The Alabama Supreme Court recently ruled that frozen embryos are “extrauterine children” under the state’s statute that allows recovery of damages in civil actions for wrongful death.
The ruling will have far-reaching implications in the state and beyond, said an expert on family law and reproductive justice at Washington University in St. Louis.
“The opinion asserted that the text of the wrongful death statute, enacted in 1872 — well before the age of assisted reproductive technology — compels this result and that, even if it did not, a state constitutional amendment protecting the ‘sanctity of unborn life’ requires the statute to be read that way,” said Susan Appleton, the Lemma Barkeloo & Phoebe Couzins Professor of Law.
“Several members of the court wrote separate opinions, mostly agreeing with the outcome and, in one by the chief justice, explicitly quoting biblical passages and claiming to have theological support,” she said.
“In the only encouraging news, the court invited legislative correction, which could come in the form of a revised wrongful death statute, a special fertility medicine protective law or even a citizen petition amending the state constitution,” Appleton said. “Without such correction, the ruling is shocking on its own terms, while also raising the specter of criminal liability for the mistreatment or destruction of embryos.
“It contradicts the prevailing medical, bioethical and legal view that embryos — sometimes called ‘pre-embryos’ prior to intrauterine transfer — deserve special respect but are not persons. Indeed, taken to its logical conclusion, the ruling could threaten the use of contraception that is thought to prevent implantation after fertilization.”
Nonetheless, Appleton said, changing the law so that it protects only “intrauterine children” post-implantation, while fixing the immediate problem, signals profound disrespect for the person in whom the uterus happens to be located.
As practiced in this country, in-vitro fertilization (IVF) typically entails hormonal stimulation of the ovaries to spur production of multiple oocytes, or developing eggs, that can be extracted and fertilized in a dish, with at least some of the resulting embryos frozen and stored for subsequent transfer to a uterus ready to start a pregnancy, Appleton said.
“Success rates vary by clinic, but even the best are around 50%. Ultimately, once patients reach a desired family size, they may request that their remaining embryos be discarded, donated for research or donated to other families,” she said.
Soon after the Alabama Supreme Court’s ruling, several clinics that perform IVF in the state suspended their work.
“Clearly, discarding embryos in Alabama has become legally risky,” Appleton said. “One can also understand possible reluctance to create new embryos at this time.

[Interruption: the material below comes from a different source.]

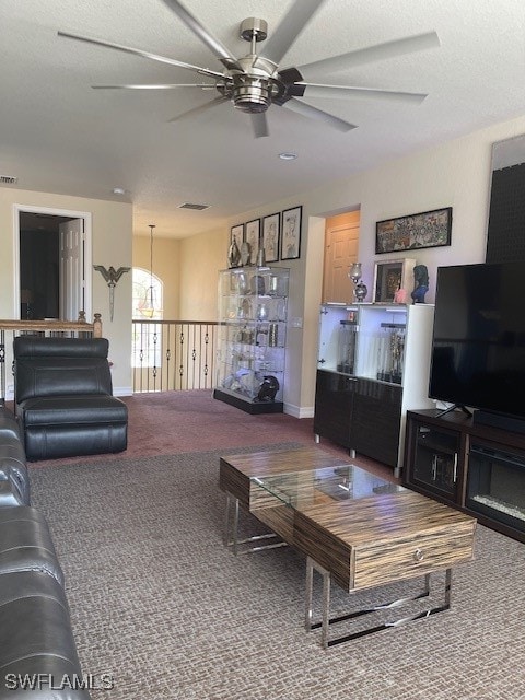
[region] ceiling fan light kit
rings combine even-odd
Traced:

It seems more perverse, however, for the clinics to suspend planned embryo transfers. After all, given the court’s reasoning, wouldn’t transfer to a welcoming uterus be the best way to nurture embryos and allow them a chance to reach their full potential, consistent with the ‘sanctity of unborn life’? Indefinite freezing respects no one.”
It’s ironic that the lawsuit that imperils IVF came from couples who support the practice but sought to hold the clinic responsible for allegedly failing to take proper care in protecting their frozen embryos from tampering by an intruder, she said.
“The intruder entered the storage area, dropped the vials and destroyed the embryos the plaintiffs had created,” Appleton said. “Now the action that plaintiffs have taken in response to their deeply felt loss might result in similar losses for many others throughout the state.”